# Is there much of a difference between a Smith 1911 and other more expensive 1911's?



## roadkingjim (Apr 9, 2007)

I purchased a Smith a couple of months ago. My first 1911. I've run about 500 rounds of white box Winchester thru it so far without a hitch. I wouldn't know the difference between an ED Brown or a Wilson or any others cause I haven't had the opportunity to shoot one. Hope to some day. I like the gun. I've had to concentrate on my trigger squeeze a little more than my 229 or 686, but now I seem to be on at 15 yards, which I usually shoot at. I've been told the trigger is crisp and the safety seems to click well according to my friend who is the range master at our range. Any other comments on this gun. I might be in the market for another 1911 if I can find a deal on one. Maybe a Wilson or a Les Bear if there is that much of a difference against my Smith.


----------



## Dsig1 (Dec 23, 2007)

I depends on the Smith model. Most modern or new Smith 1911's are in the same price range as Kimbers and Colts. $700 - $1000. If you are looking for a smooth target gun, go with Kimber. I wouldn't jump up to Wilson or Les B. unless I was in competition or collecting.


----------



## roadkingjim (Apr 9, 2007)

*Thanks*

It's the 108082 model.

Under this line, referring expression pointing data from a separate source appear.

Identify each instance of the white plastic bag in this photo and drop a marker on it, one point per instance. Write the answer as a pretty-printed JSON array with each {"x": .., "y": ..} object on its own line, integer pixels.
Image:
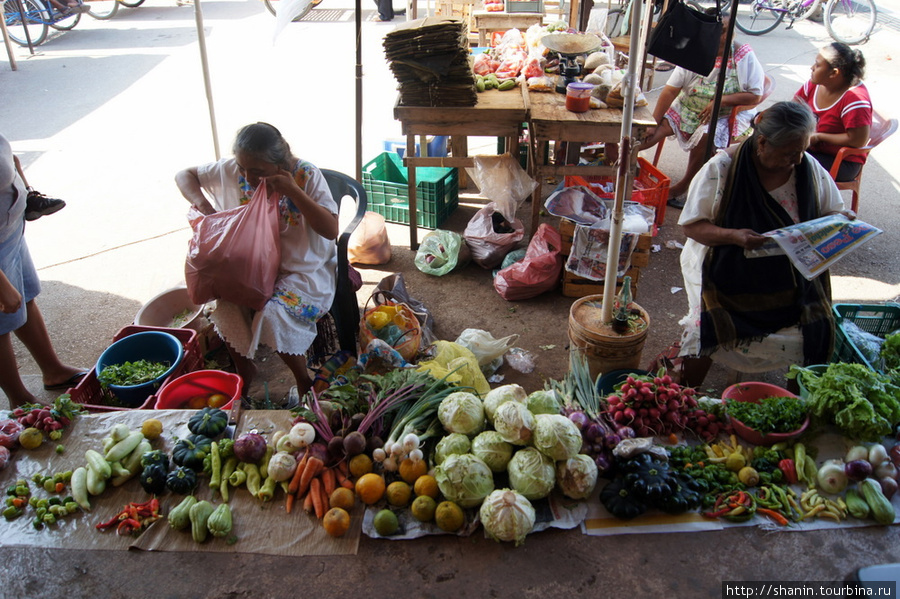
[
  {"x": 502, "y": 180},
  {"x": 485, "y": 347},
  {"x": 369, "y": 243}
]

I'm not planing any competition at this time but you never know. I paid a grand for this 1911 so the money wasn't the issue but I might want to get another gun just to have and a Kimber might be a consideration.


----------



## ratrodfink (Dec 29, 2008)

roadkingjim said:


> It's the 108082 model. I'm not planing any competition at this time but you never know. I paid a grand for this 1911 so the money wasn't the issue but I might want to get another gun just to have and a Kimber might be a consideration.


Kimber is a great choice.


----------